Mit seligen Nüstern athme ich wieder Berges-Freiheit! Erlöst ist endlich meine Nase vom Geruch alles Menschenwesens!
Von scharfen Lüften gekitzelt, wie von schäumenden Weinen, niest meine Seele, – niest und jubelt sich zu: Gesundheit!
Also sprach Zarathustra.
Von den drei Bösen
1
Im Traum, im letzten Morgentraume stand ich heut auf einem Vorgebirge, – jenseits der Welt, hielt eine Wage und wog die Welt.
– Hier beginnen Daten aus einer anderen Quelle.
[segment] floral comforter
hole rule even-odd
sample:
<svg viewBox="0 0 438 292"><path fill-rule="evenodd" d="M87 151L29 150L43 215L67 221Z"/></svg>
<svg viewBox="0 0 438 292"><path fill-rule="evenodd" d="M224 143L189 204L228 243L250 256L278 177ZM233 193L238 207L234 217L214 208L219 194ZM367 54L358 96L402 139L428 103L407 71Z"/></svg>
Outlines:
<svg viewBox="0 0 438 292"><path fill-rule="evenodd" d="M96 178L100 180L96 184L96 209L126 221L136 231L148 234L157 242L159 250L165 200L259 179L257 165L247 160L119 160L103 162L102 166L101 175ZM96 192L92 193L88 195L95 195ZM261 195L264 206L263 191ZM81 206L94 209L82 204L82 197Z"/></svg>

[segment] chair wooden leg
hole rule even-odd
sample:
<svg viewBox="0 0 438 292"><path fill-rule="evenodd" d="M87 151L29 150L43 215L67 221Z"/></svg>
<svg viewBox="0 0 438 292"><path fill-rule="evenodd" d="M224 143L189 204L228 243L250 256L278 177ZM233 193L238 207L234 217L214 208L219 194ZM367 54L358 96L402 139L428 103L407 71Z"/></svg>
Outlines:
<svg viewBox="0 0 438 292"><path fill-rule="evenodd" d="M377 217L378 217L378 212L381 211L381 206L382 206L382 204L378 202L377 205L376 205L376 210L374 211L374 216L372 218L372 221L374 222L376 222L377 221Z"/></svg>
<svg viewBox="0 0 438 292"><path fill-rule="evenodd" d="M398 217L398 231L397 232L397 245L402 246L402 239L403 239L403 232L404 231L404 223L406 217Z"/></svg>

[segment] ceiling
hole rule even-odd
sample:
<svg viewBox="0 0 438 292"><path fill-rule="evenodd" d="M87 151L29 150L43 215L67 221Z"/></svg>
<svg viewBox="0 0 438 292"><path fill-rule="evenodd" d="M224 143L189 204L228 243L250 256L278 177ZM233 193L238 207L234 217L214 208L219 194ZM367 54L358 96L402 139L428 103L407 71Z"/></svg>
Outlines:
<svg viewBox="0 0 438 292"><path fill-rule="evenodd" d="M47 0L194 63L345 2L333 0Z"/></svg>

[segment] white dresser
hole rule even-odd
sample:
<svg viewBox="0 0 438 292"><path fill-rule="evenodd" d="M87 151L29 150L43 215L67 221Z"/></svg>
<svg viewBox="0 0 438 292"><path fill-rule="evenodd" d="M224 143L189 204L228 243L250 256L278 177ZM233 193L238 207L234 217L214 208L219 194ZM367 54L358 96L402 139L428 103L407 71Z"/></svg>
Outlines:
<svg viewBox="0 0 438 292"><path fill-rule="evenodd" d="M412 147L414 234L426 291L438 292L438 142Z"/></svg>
Oh dass zu früh mir die Morgenröthe kam: die glühte mich wach, die Eifersüchtige! Eifersüchtig ist sie immer auf meine Morgentraum-Gluthen.
Messbar für Den, der Zeit hat, wägbar für einen guten Wäger, erfliegbar für starke Fittige, errathbar für göttliche Nüsseknacker: also fand mein Traum die Welt: –
Mein Traum, ein kühner Segler, halb Schiff, halb Windsbraut, gleich Schmetterlingen schweigsam, ungeduldig gleich Edelfalken: wie hatte er doch zum Welt-Wägen heute Geduld und Weile!
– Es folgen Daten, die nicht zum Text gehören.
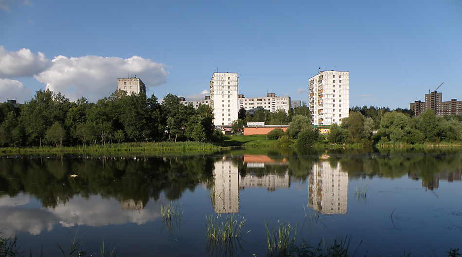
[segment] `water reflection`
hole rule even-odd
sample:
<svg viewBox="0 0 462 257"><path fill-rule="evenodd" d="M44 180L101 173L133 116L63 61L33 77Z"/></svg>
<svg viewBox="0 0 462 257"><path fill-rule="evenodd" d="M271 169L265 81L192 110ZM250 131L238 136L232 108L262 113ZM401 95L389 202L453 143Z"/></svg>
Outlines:
<svg viewBox="0 0 462 257"><path fill-rule="evenodd" d="M323 214L346 214L348 173L327 161L315 164L309 176L308 199L308 206Z"/></svg>

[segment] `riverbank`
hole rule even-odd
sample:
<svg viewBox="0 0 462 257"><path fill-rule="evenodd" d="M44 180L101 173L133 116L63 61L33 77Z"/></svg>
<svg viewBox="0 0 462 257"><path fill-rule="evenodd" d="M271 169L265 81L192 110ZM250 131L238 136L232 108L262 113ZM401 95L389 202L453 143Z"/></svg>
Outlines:
<svg viewBox="0 0 462 257"><path fill-rule="evenodd" d="M138 142L110 144L87 147L5 147L0 148L1 154L24 153L76 153L99 152L211 152L227 149L224 146L217 146L210 143L196 142Z"/></svg>

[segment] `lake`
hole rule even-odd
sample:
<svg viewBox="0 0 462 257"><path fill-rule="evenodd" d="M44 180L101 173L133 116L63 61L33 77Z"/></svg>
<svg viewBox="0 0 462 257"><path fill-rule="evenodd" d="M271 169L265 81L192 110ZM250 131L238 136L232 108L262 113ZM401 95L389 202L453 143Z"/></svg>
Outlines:
<svg viewBox="0 0 462 257"><path fill-rule="evenodd" d="M461 173L462 151L440 149L3 156L0 233L27 256L62 255L76 235L89 254L104 240L122 257L260 257L279 222L296 242L349 238L357 256L446 256L462 248ZM207 239L219 214L245 220L228 248Z"/></svg>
Sprach ihm heimlich wohl meine Weisheit zu, meine lachende wache Tags-Weisheit, welche über alle »unendliche Welten« spottet? Denn sie spricht: »wo Kraft ist, wird auch die Zahl Meisterin: die hat mehr Kraft.«
Wie sicher schaute mein Traum auf diese endliche Welt, nicht neugierig, nicht altgierig, nicht fürchtend, nicht bittend: –
– als ob ein voller Apfel sich meiner Hand böte, ein reifer Goldapfel, mit kühl-sanfter sammtener Haut: – so bot sich mir die Welt: –
– als ob ein Baum mir winke, ein breitästiger, starkwilliger, gekrümmt zur Lehne und noch zum Fussbrett für den Wegmüden: so stand die Welt auf meinem Vorgebirge: –
– als ob zierliche Hände mir einen Schrein entgegentrügen, – einen Schrein offen für das Entzücken schamhafter verehrender Augen: also bot sich mir heute die Welt entgegen: –
– nicht Räthsel genug, um Menschen-Liebe davon zu scheuchen, nicht Lösung genug, um Menschen-Weisheit einzuschläfern: – ein menschlich gutes Ding war mir heut die Welt, der man so Böses nachredet!
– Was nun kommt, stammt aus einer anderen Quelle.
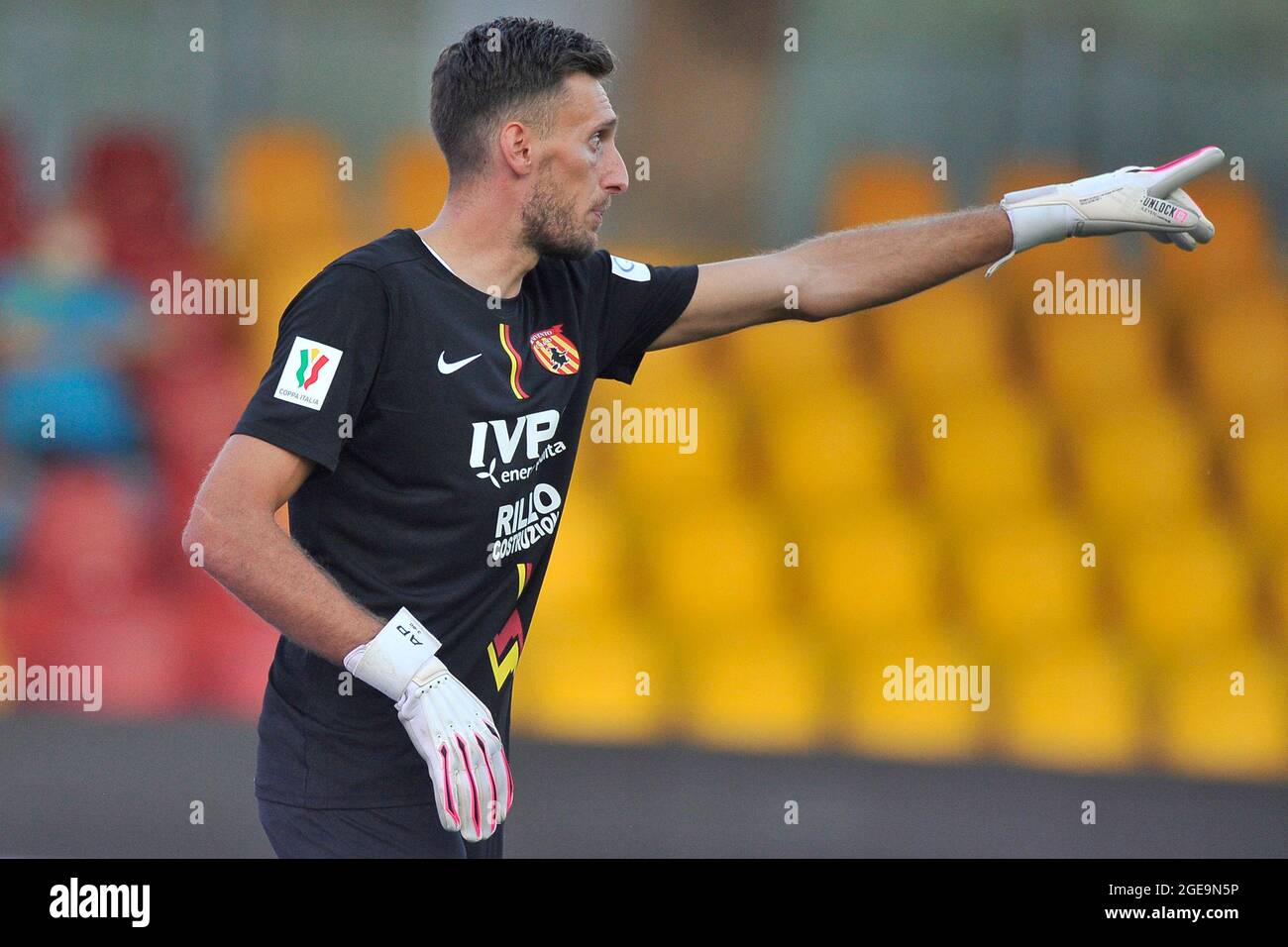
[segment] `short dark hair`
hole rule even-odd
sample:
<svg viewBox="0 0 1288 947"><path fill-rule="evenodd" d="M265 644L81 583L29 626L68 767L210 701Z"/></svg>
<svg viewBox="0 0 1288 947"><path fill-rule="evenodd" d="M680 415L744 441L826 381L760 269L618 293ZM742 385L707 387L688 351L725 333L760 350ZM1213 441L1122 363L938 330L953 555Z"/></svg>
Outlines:
<svg viewBox="0 0 1288 947"><path fill-rule="evenodd" d="M603 41L549 19L498 17L466 32L439 54L430 85L430 125L452 180L483 169L501 117L519 112L546 130L567 76L601 79L614 64Z"/></svg>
Wie danke ich es meinem Morgentraum, dass ich also in der Frühe heut die Welt wog! Als ein menschlich gutes Ding kam er zu mir, dieser Traum und Herzenströster!
Und dass ich’s ihm gleich thue am Tage und sein Bestes ihm nach- und ablerne: will ich jetzt die drei bösesten Dinge auf die Wage thun und menschlich gut abwägen. –
Wer da segnen lehrte, der lehrte auch fluchen: welches sind in der Welt die drei bestverfluchten Dinge? Diese will ich auf die Wage thun.
Wollust, Herrschsucht, Selbstsucht: diese Drei wurden bisher am besten verflucht und am schlimmsten beleu- und belügenmundet, – diese Drei will ich menschlich gut abwägen.
Wohlauf! Hier ist mein Vorgebirg und da das Meer: das wälzt sich zu mir heran, zottelig, schmeichlerisch, das getreue alte hundertköpfige Hunds-Ungethüm, das ich liebe.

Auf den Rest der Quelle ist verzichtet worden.